Pakistan has received the second tranche of $1.02 billion from the International Monetary Fund (IMF) under the Extended Fund Facility (EFF)—a long-term loan program designed to stabilize struggling economies. This marks a major step in Pakistan’s $7 billion IMF loan agreement, which began in September 2024 and spans 37 months.
The update was officially shared by Pakistan’s central bank, the State Bank of Pakistan (SBP), which posted on X (formerly Twitter):
“SBP has received the second tranche of SDR 760 million (US$ 1,023 million) from the IMF under the EFF program. The amount will be reflected in SBP’s foreign exchange reserves for the week ending on 16th May 2025.”
This brings Pakistan’s total receipts under the EFF to approximately $2.1 billion.
Also Approved: $1.4 Billion in Climate & Disaster Aid
In the same meeting held on May 9, the IMF also approved an additional $1.4 billion for Pakistan under the Resilience and Sustainability Facility (RSF). This special aid is meant to support countries tackling climate change challenges and enhancing disaster preparedness—a growing concern for Pakistan following repeated floods and climate-induced crises.
IMF Says Programme Is “On Track”
Quoting Pakistan officials, Reuters reported that the IMF sanctioned $1 billion in cash following the first review of Pakistan’s $7 billion programme. After this review, Pakistan is eligible to receive up to $2 billion in total.
The IMF also shared an official update on X (formerly Twitter), stating:
“IMF Board approved the first review of Pakistan’s economic reform program under the EFF, enabling a disbursement of ~ $1 billion, reflecting strong programme implementation which has contributed to continuing economic recovery.”
India Abstains, Citing Misuse Concerns
India, however, expressed strong objections during the IMF board vote. Although the IMF’s rules don’t allow a formal “no” vote, India abstained from voting and issued an official statement questioning the credibility of Pakistan’s financial track record.

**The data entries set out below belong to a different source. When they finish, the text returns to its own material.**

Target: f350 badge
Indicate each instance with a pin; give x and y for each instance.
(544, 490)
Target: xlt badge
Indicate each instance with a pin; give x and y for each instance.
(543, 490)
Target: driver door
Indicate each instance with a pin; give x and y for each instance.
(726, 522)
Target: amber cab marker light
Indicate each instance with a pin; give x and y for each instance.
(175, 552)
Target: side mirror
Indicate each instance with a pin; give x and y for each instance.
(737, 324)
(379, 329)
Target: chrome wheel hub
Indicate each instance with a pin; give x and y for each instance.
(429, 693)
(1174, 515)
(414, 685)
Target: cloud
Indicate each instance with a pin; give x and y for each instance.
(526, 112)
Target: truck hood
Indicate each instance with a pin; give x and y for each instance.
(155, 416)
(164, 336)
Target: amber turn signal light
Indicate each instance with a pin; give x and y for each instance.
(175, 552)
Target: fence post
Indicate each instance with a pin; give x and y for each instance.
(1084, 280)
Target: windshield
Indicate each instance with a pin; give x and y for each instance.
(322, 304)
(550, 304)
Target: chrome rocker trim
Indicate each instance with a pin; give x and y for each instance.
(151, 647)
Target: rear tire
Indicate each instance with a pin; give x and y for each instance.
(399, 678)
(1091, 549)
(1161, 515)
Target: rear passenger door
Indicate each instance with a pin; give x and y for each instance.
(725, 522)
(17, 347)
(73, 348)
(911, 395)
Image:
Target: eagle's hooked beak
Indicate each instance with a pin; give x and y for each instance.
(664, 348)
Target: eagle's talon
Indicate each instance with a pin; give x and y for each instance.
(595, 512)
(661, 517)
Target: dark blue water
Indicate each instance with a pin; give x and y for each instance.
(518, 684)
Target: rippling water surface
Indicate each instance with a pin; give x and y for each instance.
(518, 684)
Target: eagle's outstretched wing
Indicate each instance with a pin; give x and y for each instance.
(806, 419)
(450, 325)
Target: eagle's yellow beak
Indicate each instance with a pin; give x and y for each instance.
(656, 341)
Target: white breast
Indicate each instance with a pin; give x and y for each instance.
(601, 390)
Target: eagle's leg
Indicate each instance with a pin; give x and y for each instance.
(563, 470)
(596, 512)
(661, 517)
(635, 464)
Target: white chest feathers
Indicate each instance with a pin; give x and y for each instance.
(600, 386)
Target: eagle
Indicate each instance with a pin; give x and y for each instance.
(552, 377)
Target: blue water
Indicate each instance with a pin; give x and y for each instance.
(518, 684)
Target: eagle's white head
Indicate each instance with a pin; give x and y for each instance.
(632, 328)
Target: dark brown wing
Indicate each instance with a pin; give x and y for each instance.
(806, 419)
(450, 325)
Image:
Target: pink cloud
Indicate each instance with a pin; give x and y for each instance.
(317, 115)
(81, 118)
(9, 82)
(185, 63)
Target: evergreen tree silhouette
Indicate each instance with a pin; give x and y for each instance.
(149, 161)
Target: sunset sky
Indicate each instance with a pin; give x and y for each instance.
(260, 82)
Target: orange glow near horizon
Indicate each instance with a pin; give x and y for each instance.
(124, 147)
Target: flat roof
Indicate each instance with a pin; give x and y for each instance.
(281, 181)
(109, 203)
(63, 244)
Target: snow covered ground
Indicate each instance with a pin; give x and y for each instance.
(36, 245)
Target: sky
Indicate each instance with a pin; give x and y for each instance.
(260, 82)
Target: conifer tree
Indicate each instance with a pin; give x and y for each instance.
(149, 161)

In its statement, India raised two key concerns:
- Repeated misuse of past IMF bailouts, without long-term reform.
- The risk of IMF funds being diverted, potentially for state-sponsored cross-border terrorism, particularly against India.
India also emphasized that while Pakistan now has a civilian government, its military remains heavily involved in policymaking and the economy, making sustainable reforms difficult.
While Pakistan sees this payout as a vital economic lifeline, India’s objections reflect a wider international concern: Are IMF funds driving reform, or simply prolonging dependency?
With geopolitical tensions still simmering and mutual trust in short supply, Pakistan’s IMF deal continues to be a source of both relief and contention in South Asia’s diplomatic landscape.